Structure of arodyn and Dyn A(1–11), a fragment of the endogenous KOR ligand Dyn A.

Figure 2.

Products observed following RCM involving Tyr(All) of an arodyn analog under the initial reaction conditions. The relative yields, determined by HPLC, are indicated under each of the structures.

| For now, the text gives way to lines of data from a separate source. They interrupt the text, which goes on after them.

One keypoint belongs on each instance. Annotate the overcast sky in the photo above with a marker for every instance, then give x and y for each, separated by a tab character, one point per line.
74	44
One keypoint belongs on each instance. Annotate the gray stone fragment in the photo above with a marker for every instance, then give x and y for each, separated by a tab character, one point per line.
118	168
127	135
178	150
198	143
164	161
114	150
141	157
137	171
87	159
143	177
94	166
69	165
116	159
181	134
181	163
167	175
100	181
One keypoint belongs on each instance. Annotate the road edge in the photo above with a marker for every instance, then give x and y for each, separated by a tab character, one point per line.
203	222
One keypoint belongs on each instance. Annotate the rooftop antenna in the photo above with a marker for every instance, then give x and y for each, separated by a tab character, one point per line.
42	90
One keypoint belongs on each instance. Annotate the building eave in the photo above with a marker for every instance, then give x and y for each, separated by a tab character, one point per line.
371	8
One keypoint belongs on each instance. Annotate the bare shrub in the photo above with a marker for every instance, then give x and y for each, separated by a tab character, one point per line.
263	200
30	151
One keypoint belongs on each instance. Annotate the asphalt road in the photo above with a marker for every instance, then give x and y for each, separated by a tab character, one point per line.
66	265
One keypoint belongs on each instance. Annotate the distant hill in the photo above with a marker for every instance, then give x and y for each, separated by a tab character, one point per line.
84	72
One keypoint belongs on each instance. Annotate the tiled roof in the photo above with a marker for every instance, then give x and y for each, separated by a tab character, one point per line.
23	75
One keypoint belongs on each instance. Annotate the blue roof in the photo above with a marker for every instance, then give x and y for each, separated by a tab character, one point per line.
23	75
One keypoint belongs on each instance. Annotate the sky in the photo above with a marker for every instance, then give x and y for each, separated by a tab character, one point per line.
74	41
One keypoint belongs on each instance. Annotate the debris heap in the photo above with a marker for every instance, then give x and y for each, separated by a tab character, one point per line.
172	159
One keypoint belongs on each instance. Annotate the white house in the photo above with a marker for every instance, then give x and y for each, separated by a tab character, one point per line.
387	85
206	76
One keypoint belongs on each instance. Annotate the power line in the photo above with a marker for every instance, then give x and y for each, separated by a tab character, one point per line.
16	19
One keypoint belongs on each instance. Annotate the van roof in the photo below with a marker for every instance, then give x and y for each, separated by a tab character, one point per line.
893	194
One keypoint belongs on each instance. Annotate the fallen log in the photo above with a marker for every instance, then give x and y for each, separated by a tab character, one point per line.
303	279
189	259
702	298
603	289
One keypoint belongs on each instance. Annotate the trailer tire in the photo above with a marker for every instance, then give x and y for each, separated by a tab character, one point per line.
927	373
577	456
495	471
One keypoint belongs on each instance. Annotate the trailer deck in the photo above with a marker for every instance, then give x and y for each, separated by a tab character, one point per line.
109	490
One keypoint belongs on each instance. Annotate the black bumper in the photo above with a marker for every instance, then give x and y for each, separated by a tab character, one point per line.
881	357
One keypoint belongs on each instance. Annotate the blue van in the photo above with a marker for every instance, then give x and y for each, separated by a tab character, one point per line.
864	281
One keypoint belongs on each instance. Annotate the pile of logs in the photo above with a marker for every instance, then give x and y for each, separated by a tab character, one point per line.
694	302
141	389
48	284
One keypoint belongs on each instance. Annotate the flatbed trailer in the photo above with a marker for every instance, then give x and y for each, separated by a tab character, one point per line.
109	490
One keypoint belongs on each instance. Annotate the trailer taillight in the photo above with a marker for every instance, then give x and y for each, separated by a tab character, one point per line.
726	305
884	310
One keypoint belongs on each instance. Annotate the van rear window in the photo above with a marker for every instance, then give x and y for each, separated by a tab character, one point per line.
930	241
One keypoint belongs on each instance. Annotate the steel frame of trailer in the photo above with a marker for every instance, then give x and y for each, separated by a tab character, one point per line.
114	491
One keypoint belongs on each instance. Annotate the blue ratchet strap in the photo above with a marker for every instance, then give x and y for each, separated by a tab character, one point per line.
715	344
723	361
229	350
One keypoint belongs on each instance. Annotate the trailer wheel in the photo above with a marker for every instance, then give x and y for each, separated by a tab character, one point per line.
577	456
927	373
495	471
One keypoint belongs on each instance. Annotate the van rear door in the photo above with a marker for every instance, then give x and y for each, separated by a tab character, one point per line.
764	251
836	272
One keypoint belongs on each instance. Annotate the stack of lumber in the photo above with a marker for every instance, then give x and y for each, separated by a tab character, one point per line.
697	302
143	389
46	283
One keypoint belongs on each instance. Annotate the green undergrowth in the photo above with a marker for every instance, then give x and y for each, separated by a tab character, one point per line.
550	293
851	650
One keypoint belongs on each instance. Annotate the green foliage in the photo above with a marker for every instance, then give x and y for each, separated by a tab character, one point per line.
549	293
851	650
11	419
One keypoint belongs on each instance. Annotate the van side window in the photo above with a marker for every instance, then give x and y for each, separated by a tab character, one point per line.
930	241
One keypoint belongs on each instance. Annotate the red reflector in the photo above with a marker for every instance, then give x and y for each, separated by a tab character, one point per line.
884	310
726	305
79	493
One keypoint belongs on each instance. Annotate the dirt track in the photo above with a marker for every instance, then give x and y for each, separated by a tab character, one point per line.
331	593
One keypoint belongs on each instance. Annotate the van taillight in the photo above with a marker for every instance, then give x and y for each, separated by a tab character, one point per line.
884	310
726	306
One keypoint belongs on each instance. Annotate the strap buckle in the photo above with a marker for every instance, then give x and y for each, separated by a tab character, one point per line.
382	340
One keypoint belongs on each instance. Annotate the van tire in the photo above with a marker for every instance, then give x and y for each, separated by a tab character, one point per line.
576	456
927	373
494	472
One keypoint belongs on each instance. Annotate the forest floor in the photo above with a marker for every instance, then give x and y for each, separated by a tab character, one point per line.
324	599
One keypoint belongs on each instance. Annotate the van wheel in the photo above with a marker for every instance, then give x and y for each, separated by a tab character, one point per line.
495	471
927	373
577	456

In order to enhance the RCM yields of the cyclic arodyn analogs, we used the model dipeptide Fmoc-Tyr(All)-Tyr(All), 7, on resin (Figure 3A) to explore reaction conditions for solid phase cyclization that minimize olefin isomerization and deallylation that could then be used to synthesize arodyn analogs. The possible mono- and bis-desallyl side products (Figure 3B) were synthesized so that the extent of deallylation during RCM could be easily monitored. Here, we present optimization of the cyclization using this model dipeptide and application of these reaction conditions to the synthesis of a cyclic arodyn analog.

Figure 3.

A. Model dipeptide RCM reaction showing the desired RCM product 6 and starting material (7) following cleavage from the solid support, and B. the desallyl side products. The relative yields of each of the products, determined by HPLC, obtained following reaction under the same conditions as used for the arodyn analog (Figure 2) are indicated under the structures.

RESULTS AND DISCUSSION

The initial RCM reaction between Tyr(All) residues in the model dipeptide under the same reaction conditions used for arodyn analogs⁴⁸ (3 mM Grubbs II (G II) catalyst, 40 mol%, DCM/DMF(4/1), 60 °C) resulted in a low yield of the cyclic peptide (20%), as expected, due in part to formation of desallyl products (>35%, Figure 3). Higher catalyst loading can increase catalyst degradation products and result in isomerization,⁵⁴ so we explored the use of a lower catalyst loading (15 mol%) as well as a lower temperature. The inclusion of reported isomerization suppressants benzoquinone²⁷ and phenol⁴⁰ was also examined.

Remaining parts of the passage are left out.